La naïveté n'est bien entendu pas de mise en cette affaire. Néanmoins on peut aussi penser que si les États-Unis tenaient à ce point à s'assurer du pétrole bon marché, ils auraient très bien pu, comme seule super-puissance mondiale, négocier un arrangement intéressant avec Bagdad ou encore jeter leur dévolu sur le Venezuela, dans leur arrière-cour.

Un fait ignoré, semble-t-il, par une majorité des pacifistes, est que le problème du désarmement de l'Irak n'est pas récent. C'est en effet au printemps 1991 qu'une résolution du Conseil de sécurité (no 687 sauf erreur) a imparti un délai de trois mois à Bagdad pour détruire ses armes de destruction massive. On sait ce qu'il en est advenu : aujourd'hui, douze ans et dix-sept résolutions plus tard, le dictateur irakien continue de défier la communauté internationale, après avoir renvoyé, en 1998, les inspecteurs onusiens présents dans le pays.

C'est cette mauvaise volonté irakienne qui a incité les USA, inquiets de la passivité de la communauté internationale face au danger potentiel, à présenter au Conseil de sécurité une résolution destinée à faire avancer ce dossier.

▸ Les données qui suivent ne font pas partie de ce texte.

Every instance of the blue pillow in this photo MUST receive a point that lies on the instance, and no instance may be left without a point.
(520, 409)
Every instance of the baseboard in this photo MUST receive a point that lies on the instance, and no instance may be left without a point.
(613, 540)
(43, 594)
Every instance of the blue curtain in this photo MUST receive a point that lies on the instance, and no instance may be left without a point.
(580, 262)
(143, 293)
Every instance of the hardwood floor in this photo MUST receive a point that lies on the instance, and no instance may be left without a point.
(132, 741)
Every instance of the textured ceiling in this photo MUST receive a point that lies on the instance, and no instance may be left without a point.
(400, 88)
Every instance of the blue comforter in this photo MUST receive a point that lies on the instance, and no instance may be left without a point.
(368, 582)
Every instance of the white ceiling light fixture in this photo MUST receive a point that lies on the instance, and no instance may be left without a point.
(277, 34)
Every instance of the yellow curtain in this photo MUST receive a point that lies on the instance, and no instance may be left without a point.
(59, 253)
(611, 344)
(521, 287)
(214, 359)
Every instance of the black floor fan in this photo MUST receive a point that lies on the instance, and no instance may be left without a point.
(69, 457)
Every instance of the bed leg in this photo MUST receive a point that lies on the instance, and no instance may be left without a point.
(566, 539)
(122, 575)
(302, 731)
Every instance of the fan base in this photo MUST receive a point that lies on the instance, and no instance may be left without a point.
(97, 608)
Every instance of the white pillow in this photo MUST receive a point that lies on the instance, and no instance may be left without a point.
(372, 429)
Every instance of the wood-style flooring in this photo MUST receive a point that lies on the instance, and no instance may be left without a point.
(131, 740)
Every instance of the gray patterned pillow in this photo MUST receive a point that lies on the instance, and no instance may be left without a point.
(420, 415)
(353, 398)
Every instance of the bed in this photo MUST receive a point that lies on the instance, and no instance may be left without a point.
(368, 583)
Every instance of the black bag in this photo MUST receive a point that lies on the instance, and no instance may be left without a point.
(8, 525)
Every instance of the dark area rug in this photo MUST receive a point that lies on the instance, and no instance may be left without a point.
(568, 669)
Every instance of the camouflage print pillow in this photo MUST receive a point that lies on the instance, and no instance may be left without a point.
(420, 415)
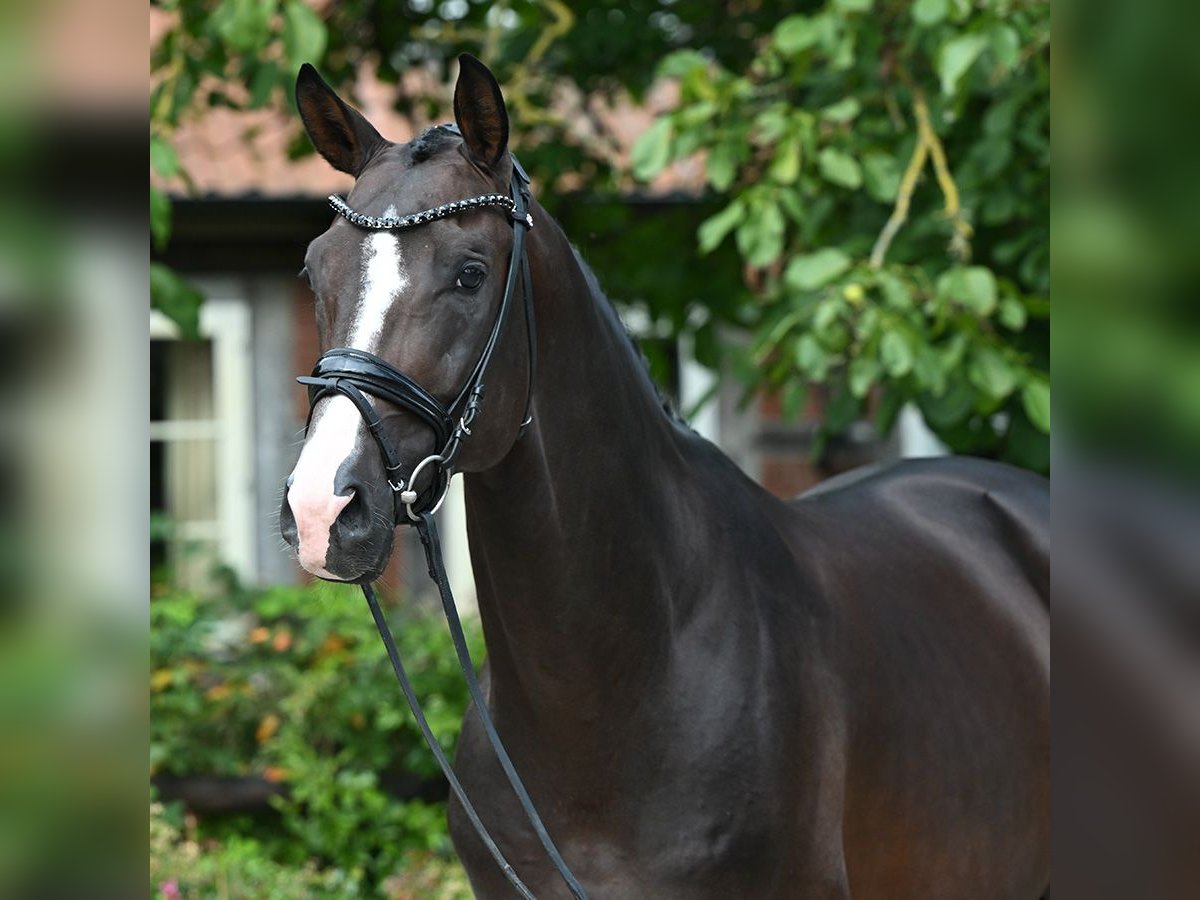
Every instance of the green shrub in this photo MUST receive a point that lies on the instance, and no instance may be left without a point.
(293, 685)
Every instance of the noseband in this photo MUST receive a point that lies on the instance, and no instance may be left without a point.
(358, 373)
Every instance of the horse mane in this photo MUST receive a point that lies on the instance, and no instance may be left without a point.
(437, 138)
(430, 143)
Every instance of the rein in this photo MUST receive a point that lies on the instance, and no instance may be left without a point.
(358, 373)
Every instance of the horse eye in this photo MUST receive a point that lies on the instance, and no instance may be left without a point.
(471, 276)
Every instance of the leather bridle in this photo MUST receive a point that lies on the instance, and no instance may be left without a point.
(357, 375)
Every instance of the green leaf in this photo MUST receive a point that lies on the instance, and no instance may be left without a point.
(949, 408)
(895, 354)
(785, 167)
(761, 237)
(955, 59)
(304, 34)
(715, 228)
(652, 150)
(862, 375)
(811, 358)
(160, 217)
(881, 175)
(721, 166)
(841, 112)
(929, 371)
(163, 157)
(891, 405)
(895, 291)
(991, 373)
(1012, 313)
(175, 299)
(263, 82)
(1036, 400)
(796, 394)
(245, 25)
(796, 34)
(973, 287)
(841, 409)
(814, 270)
(840, 168)
(1006, 46)
(681, 63)
(928, 13)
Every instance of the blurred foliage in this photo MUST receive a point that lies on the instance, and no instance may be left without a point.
(293, 685)
(887, 174)
(879, 174)
(187, 865)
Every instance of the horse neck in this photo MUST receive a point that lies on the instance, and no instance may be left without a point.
(570, 534)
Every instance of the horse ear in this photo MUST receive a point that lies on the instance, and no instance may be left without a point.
(340, 133)
(479, 112)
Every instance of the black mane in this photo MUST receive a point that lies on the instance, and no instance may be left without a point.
(430, 143)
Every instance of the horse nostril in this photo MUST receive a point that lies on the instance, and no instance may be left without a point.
(354, 520)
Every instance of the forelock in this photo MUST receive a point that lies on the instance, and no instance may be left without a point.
(430, 142)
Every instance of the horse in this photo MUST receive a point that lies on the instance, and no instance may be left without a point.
(711, 693)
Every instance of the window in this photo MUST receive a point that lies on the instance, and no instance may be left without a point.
(202, 498)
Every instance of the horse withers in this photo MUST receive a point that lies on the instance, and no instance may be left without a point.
(708, 691)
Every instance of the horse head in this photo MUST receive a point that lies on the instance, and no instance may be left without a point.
(415, 298)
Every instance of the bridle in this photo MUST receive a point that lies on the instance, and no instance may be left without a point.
(357, 375)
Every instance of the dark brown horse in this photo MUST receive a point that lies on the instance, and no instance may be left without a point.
(709, 693)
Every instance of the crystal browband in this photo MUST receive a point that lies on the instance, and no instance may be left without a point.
(430, 215)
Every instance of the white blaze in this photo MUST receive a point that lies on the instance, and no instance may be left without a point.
(337, 427)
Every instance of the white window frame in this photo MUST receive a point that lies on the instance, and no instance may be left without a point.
(226, 321)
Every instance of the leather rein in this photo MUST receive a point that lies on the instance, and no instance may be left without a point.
(358, 375)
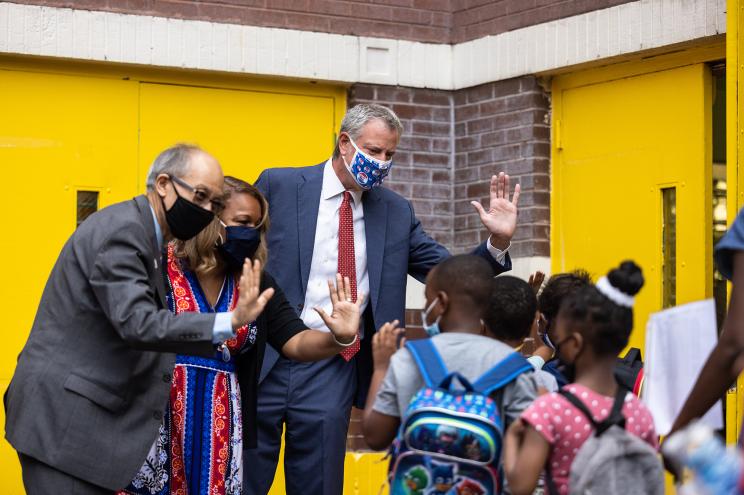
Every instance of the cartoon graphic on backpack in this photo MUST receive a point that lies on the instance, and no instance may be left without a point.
(452, 435)
(612, 461)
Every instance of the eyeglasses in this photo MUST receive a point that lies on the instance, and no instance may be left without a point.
(202, 197)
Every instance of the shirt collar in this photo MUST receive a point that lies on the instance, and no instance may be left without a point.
(158, 230)
(332, 185)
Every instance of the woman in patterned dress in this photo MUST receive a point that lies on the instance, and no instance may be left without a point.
(200, 442)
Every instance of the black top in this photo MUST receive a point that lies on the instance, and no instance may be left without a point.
(276, 325)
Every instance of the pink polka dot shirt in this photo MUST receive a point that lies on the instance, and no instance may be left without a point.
(565, 428)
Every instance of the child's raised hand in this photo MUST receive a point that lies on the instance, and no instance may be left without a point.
(536, 280)
(385, 343)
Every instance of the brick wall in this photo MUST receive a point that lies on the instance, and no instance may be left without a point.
(432, 21)
(472, 19)
(422, 169)
(454, 142)
(503, 127)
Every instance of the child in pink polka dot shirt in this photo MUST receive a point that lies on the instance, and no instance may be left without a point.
(593, 326)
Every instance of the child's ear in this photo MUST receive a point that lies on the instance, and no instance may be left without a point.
(443, 301)
(579, 340)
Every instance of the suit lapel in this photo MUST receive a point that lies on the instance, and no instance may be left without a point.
(308, 202)
(375, 223)
(154, 257)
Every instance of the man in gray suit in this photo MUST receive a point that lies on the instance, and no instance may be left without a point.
(92, 382)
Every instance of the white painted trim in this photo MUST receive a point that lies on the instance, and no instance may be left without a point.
(521, 267)
(191, 44)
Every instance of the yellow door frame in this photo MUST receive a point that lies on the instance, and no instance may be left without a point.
(735, 193)
(735, 133)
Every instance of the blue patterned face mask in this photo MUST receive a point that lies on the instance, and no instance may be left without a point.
(433, 329)
(368, 172)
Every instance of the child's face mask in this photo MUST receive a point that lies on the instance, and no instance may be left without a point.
(433, 329)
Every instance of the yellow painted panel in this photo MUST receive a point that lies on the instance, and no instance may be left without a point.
(246, 130)
(616, 145)
(58, 134)
(79, 129)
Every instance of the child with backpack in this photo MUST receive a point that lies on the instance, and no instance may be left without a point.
(592, 436)
(510, 316)
(447, 398)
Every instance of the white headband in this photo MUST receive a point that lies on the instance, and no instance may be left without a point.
(614, 294)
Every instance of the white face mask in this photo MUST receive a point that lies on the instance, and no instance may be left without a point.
(433, 329)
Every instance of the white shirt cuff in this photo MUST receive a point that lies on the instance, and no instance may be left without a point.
(497, 253)
(222, 329)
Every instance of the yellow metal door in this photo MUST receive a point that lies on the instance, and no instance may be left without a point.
(59, 135)
(247, 131)
(623, 149)
(76, 137)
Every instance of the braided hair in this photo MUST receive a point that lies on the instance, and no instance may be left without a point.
(605, 324)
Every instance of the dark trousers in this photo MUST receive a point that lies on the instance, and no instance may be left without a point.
(41, 479)
(313, 401)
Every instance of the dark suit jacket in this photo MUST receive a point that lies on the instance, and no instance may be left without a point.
(93, 380)
(396, 246)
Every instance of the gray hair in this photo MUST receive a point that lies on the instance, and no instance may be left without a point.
(172, 161)
(358, 115)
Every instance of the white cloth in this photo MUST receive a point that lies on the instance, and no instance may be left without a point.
(324, 264)
(678, 342)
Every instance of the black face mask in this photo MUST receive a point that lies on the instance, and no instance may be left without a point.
(186, 219)
(240, 243)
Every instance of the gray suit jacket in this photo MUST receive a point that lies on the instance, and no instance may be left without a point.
(94, 377)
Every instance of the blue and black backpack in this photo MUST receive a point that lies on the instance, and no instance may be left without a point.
(450, 438)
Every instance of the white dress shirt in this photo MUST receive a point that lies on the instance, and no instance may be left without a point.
(324, 265)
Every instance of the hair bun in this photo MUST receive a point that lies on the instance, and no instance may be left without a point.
(627, 278)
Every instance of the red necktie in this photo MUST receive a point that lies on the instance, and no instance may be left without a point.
(346, 259)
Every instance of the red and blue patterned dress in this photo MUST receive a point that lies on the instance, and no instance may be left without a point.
(200, 444)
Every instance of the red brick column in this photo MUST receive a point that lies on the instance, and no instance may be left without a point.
(453, 142)
(503, 127)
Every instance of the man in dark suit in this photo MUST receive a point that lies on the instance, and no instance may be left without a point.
(327, 218)
(92, 382)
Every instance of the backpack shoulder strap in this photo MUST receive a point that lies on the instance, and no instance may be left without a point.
(428, 360)
(506, 371)
(615, 417)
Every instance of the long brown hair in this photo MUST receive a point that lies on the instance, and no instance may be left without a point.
(200, 252)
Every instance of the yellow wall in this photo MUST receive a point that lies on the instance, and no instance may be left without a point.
(68, 126)
(619, 138)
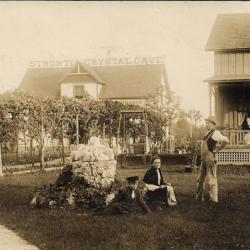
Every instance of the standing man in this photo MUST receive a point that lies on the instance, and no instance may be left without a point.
(208, 165)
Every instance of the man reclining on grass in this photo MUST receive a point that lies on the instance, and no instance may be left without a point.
(158, 193)
(128, 200)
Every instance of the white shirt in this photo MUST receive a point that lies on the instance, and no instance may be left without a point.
(133, 194)
(158, 176)
(217, 136)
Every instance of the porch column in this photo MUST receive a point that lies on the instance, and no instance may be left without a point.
(210, 91)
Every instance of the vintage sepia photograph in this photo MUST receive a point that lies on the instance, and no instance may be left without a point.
(124, 125)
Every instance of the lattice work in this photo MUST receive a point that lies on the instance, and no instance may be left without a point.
(233, 157)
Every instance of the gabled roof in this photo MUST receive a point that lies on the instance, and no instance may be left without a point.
(120, 81)
(81, 73)
(131, 81)
(230, 32)
(43, 81)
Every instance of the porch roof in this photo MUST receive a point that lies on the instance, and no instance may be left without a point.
(230, 32)
(228, 79)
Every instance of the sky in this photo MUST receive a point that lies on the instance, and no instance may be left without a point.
(77, 30)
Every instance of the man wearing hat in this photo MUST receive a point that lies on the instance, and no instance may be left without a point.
(208, 165)
(128, 200)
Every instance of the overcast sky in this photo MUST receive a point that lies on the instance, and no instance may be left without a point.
(77, 30)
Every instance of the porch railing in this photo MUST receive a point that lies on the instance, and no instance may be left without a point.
(237, 137)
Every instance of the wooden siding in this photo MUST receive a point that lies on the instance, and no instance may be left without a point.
(231, 103)
(232, 63)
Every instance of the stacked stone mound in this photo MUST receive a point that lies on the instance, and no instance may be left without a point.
(88, 183)
(70, 191)
(95, 163)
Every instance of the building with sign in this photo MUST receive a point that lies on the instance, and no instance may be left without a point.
(117, 79)
(127, 83)
(229, 87)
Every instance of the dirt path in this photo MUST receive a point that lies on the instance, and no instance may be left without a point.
(9, 240)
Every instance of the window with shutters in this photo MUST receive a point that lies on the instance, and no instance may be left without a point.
(78, 91)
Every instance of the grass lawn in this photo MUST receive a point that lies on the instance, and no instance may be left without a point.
(190, 225)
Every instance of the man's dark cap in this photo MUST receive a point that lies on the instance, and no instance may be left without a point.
(132, 179)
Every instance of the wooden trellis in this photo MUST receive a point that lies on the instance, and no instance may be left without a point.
(122, 130)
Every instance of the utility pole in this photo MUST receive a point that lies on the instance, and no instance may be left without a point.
(77, 129)
(1, 163)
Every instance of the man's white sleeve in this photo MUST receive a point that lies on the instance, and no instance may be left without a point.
(217, 136)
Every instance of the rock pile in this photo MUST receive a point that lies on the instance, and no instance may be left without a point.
(95, 163)
(89, 182)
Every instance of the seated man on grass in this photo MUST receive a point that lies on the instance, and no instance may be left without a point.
(159, 194)
(128, 200)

Inspections " ad aeternam "

Ce document a été accepté à l'unanimité, même par la Syrie et le Pakistan. Les médias nous l'ont présenté comme la " résolution de la dernière chance ". Or trois mois plus tard, bien des membres de ce même Conseil, semblent envisager des inspections interminables et demandent une augmentation du nombre des inspecteurs onusiens et de leurs moyens ! La belle cohérence ! Ainsi que le décrivait sauf erreur une personnalité américaine ou anglaise, ce cas se rapproche de celui d'un époux trompé depuis douze ans et qui, après tout ce temps, ne trouverait rien de mieux que d'engager une nouvelle brigade de détectives privés !

On peut surtout noter ici que les partisans de multiples inspections onusiennes s'étalant à l'infini n'ont pas entrepris grand-chose pour désarmer l'Irak avant l'automne dernier. Paris et ses partenaires " pacifistes " étaient-ils d'avis jusque-là que le problème était réglé (la résolution 1441 affirme le contraire) ou qu'il allait se résoudre de lui-même, avec le temps, comme on semble souvent le penser outre Jura s'agissant d'affaires intérieures ?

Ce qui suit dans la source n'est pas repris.